Тридцать новобранцев лихо вскинули мушкеты, и в наступившей тишине все услышали одинокий тяжелый звук падения. Бальдр лежал на земле, запутавшись в трости, оружии и непослушной ноге. Ему довольно быстро удалось подняться, но, уже стоя и опираясь на трость, он обнаружил, что мушкет остался лежать в двух метрах от него, в то время как его товарищи, вытянувшись в струнку, держат свои дулом вверх, как подобает. Офицер, наблюдавший, как он корячится в пыли, издали окликнул его.
— Ты вот это называешь оружием? — спросил он, движением подбородка указывая на трость.
Бальдр промолчал.
— Ты продал свое освобождение?
— Нет! — солгал калека.
— Значит, к службе годен?
— Да.
— Тогда подбери оружие и встань по стойке смирно, да живо у меня!
Бальдр тяжело дышал. Алекс подумал, что сейчас он сорвется на крик или, того хуже, расплачется.

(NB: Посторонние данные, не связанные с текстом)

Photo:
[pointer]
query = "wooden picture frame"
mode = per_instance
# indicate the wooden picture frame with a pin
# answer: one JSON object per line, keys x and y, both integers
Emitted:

В обоих случаях его отошлют обратно на Малую Землю, и одному Богу известно, на что он может решиться, чтобы избежать такого унижения. Но Алекс ошибался. Бальдр стиснул зубы и сделал удивительную вещь: удерживая равновесие на единственной здоровой ноге, левой, поднял правую, силой согнул ее и одним движением переломил об колено трость, которую когда-то давно сделал ему отец и на которую он опирался столько лет. Бросил обломки на землю и подковылял к своему мушкету. Наклонился, подобрал его, ухитрившись не упасть, и вернулся в строй. Потом он вскинул мушкет и выпрямился, насколько это было для него возможно, вызывающе глядя на офицера. Тот помедлил еще, вынуждая его держаться навытяжку, потом, наконец, отдал команду, которую все так ждали:
— Вольно.
Всего десять дней подготовки, и их отправили с Большой Земли.
— Вы научились маршировать, стрелять, выполнять команды и помалкивать — вполне достаточно, чтоб идти воевать! — объявили офицеры. — Не зимовать же тут!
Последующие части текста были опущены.